Старый профессор, сам того не подозревая, только что стал ключевой фигурой в моих планах технологического прорыва.
— А насчет манипуляции… — Величковский уже стоял в дверях. — Знаете, в науке тоже нужно уметь создавать правильные условия для реакции. Вы это прекрасно продемонстрировали.
Он усмехнулся и вышел, оставив меня наедине с чувством легкого смущения и растущего уважения к этому удивительному человеку.
Глава 13
Запуск
Морозное утро четвертого декабря выдалось необычайно тихим. В пять часов, когда я подъехал к заводским воротам, над корпусами еще висела предрассветная мгла. Из труб мартеновского цеха поднимались столбы дыма, подсвеченные заревом плавки в старых печах.
Степан лихо развернул «Мерседес» у парадного входа заводоуправления, построенного еще отцом из знаменитого якунчиковского кирпича. На ступенях уже ждал Сорокин, как всегда взъерошенный, в потертой кожанке. Его очки в простой стальной оправе запотели от мороза.
— Все готово, Леонид Иванович, — он протянул мне папку с последними расчетами. — Величковский и Штром уже в цехе, проверяют контрольно-измерительную аппаратуру.
В мартеновском было непривычно тихо. Обычный грохот производства еще не начался.
Мы специально освободили пролет для пробного запуска. Только гудели мощные вентиляторы «Сименс-Шуккерт», нагнетая воздух в регенеративные камеры.
У пульта управления, сверкающего новенькими приборами «Гартман-Браун», склонились две фигуры. Величковский, подтянутый и собранный, в безупречном сюртуке и с неизменным золотым пенсне на черной ленте, что-то объяснял хмурому Штрому. Тот недоверчиво качал головой, то и дело сверяясь с толстым техническим справочником в потертом кожаном переплете.
— А термопары точно выдержат такую нагрузку? — донесся его скептический голос. — По немецким стандартам…
— Дорогой коллега, — в голосе Величковского зазвучали знакомые профессорские нотки, — наш сплав с добавками ванадия показал превосходные результаты при испытаниях. Вот, взгляните на диаграммы…

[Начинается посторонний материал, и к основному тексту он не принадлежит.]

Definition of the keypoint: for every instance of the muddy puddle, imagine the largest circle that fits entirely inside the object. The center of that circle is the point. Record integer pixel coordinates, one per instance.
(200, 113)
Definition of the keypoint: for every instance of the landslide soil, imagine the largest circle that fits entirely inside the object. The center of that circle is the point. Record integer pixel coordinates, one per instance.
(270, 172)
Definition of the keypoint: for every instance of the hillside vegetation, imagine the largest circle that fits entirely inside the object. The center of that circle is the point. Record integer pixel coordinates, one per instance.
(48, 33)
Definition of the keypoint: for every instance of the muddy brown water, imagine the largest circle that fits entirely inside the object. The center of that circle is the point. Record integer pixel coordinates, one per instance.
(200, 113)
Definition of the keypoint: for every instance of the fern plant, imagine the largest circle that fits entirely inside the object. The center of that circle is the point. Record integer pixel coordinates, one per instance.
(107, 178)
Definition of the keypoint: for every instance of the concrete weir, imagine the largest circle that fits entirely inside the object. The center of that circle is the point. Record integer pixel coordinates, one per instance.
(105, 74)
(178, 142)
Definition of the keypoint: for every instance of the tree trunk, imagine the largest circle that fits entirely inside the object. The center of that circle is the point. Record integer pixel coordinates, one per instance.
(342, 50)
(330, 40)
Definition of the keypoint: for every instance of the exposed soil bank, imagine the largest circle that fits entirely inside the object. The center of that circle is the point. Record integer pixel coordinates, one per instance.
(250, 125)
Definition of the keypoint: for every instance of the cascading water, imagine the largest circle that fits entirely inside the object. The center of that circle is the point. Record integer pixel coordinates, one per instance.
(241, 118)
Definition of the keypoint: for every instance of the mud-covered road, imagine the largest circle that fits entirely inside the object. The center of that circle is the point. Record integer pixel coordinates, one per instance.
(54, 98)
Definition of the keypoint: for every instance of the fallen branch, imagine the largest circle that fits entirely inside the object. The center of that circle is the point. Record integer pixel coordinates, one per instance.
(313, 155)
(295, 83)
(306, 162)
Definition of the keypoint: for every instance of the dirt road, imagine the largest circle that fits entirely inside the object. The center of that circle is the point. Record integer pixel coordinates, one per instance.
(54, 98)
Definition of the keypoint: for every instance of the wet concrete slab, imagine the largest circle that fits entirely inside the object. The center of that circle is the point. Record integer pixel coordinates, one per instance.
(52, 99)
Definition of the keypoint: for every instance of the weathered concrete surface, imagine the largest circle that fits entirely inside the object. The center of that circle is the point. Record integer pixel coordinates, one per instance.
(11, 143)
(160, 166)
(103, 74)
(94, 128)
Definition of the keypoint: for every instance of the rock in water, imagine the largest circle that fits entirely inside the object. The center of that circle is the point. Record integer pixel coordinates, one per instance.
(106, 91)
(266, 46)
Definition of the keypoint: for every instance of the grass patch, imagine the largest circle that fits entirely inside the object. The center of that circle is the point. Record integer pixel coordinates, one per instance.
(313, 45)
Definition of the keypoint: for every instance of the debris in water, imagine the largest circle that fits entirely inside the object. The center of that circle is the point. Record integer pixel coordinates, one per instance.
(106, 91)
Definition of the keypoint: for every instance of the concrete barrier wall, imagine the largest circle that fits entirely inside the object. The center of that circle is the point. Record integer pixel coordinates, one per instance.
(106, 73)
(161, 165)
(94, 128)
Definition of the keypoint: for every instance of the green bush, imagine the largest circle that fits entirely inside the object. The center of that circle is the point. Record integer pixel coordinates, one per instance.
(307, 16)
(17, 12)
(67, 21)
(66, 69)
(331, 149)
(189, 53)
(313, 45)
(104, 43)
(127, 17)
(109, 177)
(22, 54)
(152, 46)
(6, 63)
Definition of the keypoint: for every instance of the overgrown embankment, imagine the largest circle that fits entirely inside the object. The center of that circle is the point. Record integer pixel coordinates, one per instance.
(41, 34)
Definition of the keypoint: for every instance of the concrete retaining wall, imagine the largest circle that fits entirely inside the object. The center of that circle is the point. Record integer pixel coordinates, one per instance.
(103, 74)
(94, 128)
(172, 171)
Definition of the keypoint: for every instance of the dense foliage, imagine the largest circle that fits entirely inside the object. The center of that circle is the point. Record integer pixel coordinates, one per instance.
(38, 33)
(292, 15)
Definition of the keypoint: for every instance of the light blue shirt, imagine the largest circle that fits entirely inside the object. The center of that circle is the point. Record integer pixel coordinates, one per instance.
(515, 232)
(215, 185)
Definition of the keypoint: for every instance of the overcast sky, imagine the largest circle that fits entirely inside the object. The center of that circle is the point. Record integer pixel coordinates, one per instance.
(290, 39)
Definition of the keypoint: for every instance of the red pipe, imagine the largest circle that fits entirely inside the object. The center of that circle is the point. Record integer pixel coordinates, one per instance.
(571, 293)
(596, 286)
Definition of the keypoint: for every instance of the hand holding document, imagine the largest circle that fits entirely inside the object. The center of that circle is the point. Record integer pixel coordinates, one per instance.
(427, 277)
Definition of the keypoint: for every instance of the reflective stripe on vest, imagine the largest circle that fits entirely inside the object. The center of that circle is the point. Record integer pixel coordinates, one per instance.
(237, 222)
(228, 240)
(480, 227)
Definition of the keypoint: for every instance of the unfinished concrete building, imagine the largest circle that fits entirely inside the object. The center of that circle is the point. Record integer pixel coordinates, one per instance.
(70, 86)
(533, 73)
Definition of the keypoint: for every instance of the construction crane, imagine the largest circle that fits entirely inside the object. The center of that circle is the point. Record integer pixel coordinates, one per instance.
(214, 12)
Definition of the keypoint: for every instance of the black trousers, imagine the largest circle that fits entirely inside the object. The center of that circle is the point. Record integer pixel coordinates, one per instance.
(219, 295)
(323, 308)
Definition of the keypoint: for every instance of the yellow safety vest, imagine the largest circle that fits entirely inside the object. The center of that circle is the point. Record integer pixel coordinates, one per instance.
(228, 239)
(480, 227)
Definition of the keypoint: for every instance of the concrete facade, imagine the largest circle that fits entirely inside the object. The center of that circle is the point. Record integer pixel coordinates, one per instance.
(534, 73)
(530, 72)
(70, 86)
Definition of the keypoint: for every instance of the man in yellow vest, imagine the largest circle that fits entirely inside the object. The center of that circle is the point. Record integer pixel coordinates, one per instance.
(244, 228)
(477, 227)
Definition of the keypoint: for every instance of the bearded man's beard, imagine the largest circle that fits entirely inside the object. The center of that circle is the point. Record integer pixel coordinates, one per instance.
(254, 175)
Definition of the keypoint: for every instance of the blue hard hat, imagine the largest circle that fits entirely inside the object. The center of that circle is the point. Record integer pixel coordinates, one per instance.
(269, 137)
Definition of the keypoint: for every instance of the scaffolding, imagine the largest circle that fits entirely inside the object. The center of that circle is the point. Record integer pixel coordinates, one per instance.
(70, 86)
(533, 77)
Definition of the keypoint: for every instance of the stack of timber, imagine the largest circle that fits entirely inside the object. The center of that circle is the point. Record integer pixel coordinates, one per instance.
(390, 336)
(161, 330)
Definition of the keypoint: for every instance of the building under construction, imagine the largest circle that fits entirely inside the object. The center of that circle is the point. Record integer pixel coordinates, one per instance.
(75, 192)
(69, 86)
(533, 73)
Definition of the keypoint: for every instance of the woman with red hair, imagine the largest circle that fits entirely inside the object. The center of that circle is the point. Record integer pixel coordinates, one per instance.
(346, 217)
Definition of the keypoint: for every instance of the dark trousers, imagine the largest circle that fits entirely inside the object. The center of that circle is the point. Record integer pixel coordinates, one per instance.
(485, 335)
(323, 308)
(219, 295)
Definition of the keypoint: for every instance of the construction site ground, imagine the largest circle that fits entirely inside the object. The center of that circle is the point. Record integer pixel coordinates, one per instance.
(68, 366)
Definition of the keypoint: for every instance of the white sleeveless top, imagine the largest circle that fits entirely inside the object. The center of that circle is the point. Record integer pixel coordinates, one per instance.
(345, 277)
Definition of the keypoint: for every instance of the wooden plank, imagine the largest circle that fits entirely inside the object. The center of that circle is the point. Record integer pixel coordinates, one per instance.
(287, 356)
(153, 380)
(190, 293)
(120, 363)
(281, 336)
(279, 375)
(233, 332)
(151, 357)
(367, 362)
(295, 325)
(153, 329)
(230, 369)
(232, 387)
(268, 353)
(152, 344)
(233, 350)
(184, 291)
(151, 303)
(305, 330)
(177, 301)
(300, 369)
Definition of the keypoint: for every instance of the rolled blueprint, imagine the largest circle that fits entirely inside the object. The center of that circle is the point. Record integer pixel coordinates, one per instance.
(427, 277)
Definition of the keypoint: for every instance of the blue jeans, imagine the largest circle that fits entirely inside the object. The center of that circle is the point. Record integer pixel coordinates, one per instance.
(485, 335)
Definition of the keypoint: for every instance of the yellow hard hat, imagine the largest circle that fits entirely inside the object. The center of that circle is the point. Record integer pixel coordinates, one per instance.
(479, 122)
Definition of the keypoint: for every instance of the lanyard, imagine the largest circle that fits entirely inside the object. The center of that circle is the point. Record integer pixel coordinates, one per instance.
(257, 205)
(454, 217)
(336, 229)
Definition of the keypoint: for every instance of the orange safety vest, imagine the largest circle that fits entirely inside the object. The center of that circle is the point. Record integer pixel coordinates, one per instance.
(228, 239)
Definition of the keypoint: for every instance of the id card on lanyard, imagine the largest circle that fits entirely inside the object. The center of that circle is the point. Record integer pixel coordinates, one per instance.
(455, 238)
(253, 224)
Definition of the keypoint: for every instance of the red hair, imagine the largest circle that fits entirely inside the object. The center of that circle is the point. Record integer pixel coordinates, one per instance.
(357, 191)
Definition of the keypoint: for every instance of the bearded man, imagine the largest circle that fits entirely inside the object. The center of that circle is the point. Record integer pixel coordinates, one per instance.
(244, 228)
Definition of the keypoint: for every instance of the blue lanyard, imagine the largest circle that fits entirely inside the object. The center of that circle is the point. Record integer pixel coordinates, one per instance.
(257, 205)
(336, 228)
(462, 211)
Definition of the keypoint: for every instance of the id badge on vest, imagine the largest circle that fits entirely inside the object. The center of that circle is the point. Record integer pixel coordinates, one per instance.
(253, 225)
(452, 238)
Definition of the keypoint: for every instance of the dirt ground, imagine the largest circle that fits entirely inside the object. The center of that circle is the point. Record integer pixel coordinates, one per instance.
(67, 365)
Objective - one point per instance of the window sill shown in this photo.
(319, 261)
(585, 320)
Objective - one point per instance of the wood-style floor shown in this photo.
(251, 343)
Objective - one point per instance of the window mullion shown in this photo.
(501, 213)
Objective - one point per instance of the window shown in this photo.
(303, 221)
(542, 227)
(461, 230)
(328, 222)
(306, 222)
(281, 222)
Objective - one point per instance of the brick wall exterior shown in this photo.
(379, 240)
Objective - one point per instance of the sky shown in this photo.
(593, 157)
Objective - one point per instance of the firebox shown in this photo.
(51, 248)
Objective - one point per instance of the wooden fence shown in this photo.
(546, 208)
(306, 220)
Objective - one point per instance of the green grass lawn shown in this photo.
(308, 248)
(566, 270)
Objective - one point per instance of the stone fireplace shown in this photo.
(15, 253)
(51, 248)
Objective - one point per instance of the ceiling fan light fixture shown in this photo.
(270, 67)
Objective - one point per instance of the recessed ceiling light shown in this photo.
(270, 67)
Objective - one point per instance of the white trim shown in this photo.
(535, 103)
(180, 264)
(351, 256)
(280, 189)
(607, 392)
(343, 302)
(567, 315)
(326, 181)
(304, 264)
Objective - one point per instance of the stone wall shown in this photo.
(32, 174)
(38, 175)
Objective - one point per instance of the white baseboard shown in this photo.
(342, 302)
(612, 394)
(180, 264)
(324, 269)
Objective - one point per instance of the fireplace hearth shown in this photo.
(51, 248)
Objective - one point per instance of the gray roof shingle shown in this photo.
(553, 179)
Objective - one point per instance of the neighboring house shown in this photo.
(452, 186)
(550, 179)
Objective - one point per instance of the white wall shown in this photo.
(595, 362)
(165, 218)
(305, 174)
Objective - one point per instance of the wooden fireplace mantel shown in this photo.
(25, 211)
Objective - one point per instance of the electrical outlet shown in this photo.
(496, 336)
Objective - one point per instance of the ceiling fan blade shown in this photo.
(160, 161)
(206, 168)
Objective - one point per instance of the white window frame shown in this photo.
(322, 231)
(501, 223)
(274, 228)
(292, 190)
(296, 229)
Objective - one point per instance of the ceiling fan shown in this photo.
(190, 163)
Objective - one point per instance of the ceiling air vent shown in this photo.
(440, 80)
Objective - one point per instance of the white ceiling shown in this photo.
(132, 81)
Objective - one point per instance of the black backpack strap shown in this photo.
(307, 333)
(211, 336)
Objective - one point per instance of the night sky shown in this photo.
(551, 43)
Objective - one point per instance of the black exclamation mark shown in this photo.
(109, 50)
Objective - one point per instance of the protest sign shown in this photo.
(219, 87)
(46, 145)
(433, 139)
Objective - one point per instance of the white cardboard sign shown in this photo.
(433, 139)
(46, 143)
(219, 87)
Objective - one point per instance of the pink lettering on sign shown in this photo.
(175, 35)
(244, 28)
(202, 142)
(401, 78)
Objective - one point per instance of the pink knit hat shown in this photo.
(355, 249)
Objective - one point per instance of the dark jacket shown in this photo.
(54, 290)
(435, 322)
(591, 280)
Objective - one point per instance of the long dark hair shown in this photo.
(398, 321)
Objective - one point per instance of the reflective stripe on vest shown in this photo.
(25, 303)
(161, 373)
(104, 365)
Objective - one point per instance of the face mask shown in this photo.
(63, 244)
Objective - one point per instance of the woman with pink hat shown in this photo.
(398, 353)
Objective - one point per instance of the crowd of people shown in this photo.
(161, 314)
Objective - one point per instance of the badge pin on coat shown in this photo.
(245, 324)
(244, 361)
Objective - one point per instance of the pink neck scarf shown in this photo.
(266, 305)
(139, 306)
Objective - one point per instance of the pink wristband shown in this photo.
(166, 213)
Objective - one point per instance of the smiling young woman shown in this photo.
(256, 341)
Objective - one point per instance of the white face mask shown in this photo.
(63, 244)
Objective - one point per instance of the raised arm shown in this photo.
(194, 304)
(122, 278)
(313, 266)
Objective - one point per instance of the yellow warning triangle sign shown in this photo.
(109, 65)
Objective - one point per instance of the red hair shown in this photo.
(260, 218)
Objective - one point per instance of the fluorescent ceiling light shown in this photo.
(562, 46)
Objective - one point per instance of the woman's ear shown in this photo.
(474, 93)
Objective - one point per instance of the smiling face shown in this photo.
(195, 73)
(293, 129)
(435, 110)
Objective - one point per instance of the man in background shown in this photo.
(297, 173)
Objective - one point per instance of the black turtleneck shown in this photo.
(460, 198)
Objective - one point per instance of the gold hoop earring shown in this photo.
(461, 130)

Лебедев, грузный начальник цеха, переминался у края площадки, нервно теребя золотую цепочку от часов. Рядом застыли двое опытных сталеваров в брезентовых робах и асбестовых рукавицах.
— Начинаем, — я взглянул на часы. — Сорокин, доложите готовность систем.
Молодой инженер торопливо развернул схему:
— Регенеративная система прогрета до рабочей температуры. Давление воздуха стабильное. Приборы откалиброваны. Первая загрузка подготовлена. Пятнадцать тонн специально подобранного лома.
В этот момент где-то наверху, на площадке управления сводом печи, что-то негромко звякнуло. Штром вздрогнул:
— Что это?
— Температурная деформация, — спокойно пояснил Величковский. — Вполне ожидаемое явление при прогреве. Наша новая арматура рассчитана с учетом этого эффекта.
Я поднялся на площадку управления. Отсюда была видна вся печь, массивная конструкция из огнеупорного кирпича, опоясанная сложной системой трубопроводов. Через смотровые окна пробивалось багровое сияние разогретой футеровки.
— Температура в регенераторах? — спросил я у Сорокина.